LOS ANGELES, CALIFORNIA – OCTOBER 23: Bruna Papandrea attends the 8th Annual Australians In Film Awards Gala & Benefit Dinner at InterContinental Los Angeles Century City on October 23, 2019 in Los Angeles, California. (Photo by Gregg DeGuire/Getty Images for Australians In Film)
  • Industry

Bruna Papandrea: Making Up Stories to Turn into Hits

The name of her company says it all: Made Up Stories. And producer Bruna Papandrea is good at finding them and turning them into huge hits. Take the one that she is most likely best known for, Big Little Lies. She has an executive producer credit on the Golden Globe-winning series, but also knew that she wanted to strike out on her own. Made Up Stories is “the company I was always meant to start”, she says. She founded it three years ago, after the success of the first season of Big Little Lies, which she produced with Reese Witherspoon, with whom she also co-founded the production outfit Pacific Standard, responsible for such critically acclaimed features as Gone Girl and Wild.
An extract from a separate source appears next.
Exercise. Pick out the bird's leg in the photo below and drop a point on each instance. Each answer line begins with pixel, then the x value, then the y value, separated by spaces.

But success does not come overnight, least of all for a producer, and she certainly paid her dues.

Papandrea, a native of Adelaide, Australia, dropped out of two of the best universities in her birth country: “I thought I wanted to be a writer and an actor. I worked as a barista and waitress while I was doing this.” She did get some acting jobs in theater companies but soon discovered that doing workshops and developing plays, the behind-the-scenes work, was more her calling. She moved to New York to broaden her scope and calls getting an unpaid job on an independent movie her “big break” and with good reason: “I worked for free and did every job I could on the movie and ended up with my first co-producer credit.” She segued to producing commercials saving to produce a short film with a director friend. This led to her first feature producing gig in 2000 on Better Than Sex, that got a screening at the Toronto Film Festival. She met Anthony Minghella at TIFF and “six weeks later I was living in London working with him and the great Sydney Pollack.” She learned a lot from them, soaked up their wisdoms over the next six years.
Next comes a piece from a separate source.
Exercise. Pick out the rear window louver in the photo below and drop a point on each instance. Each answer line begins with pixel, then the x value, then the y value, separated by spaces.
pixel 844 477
After making a name for herself in Hollywood on projects like Smart People, Wedding Daze, Hot Pursuit and the aforementioned Big Little Lies, she decided to not only “put more women in the center of stories, but also put more women behind the camera. Not just directors, but female novelists, creators, and storytellers”, she explains. Papandrea made the mystery thriller series Tell Me Your Secrets, and Queen America, a dark comedy with Catherine Zeta-Jones. She reunited with her old friend Nicole Kidman for The Undoing, but also partnered with Kidman on Nine Perfect Strangers, the latest book from Big Little Lies author Liane Moriarty, that they optioned together. It is in pre-production. In addition, Papandrea entered into a partnership with Agatha Christie Ltd. for a new series, that is inspired by the mystery novels and the 20 short stories Christie wrote between 1927 and the early 1970s with her Miss Marple character as the amateur crime solver.
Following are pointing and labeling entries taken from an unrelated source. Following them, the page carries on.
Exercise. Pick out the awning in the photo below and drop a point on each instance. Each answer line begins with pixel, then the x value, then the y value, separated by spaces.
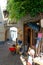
pixel 34 26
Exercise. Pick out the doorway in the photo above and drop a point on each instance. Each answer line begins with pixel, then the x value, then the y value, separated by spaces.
pixel 27 35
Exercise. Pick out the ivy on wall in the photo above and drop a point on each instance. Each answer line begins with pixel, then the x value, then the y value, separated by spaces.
pixel 19 8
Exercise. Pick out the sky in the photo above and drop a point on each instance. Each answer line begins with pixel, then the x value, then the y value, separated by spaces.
pixel 3 4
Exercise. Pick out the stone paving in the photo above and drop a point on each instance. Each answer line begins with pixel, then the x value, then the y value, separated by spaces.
pixel 6 58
The Aussie is also behind Anatomy of a Scandal, the story of sexual consent within the British elite and the women affected by it, starring Sienna Miller, Rupert Friend and Michelle Dockery, which is in the last stages of filming, while Penguin Bloom based on the Cameron Bloom book will come out in January. Naomi Watts, Jacki Weaver and Andrew Lincoln are the lead actors. The crime thriller The Dry is in post-production, and Pieces of Her, an 8-parter with Toni Collette will be released next year.

And if your head is not spinning yet, she also optioned Christina Baker Kline’s novel The Exiles in July and will turn that into a TV series. And then there is Tinker Bell, with Reese Witherspoon attached and an adaptation of Ali Benjamin’s novel The Thing About Jellyfish, that will star Millie Bobby Brown, as well as Luckiest Girl Alive based on the novel by Jessica Knoll about a New Yorker whose life unravels when she is faced with a trauma.

All of them, stories by women, made by women, but not just for women. Yet, when it comes to the behind-the-scenes jobs, Bruna Papandrea, who not surprisingly also serves as an ambassador for Reframe, the Women in Film/Sundance Institute initiative to further gender parity in the media business – is certainly putting her money where her mouth is.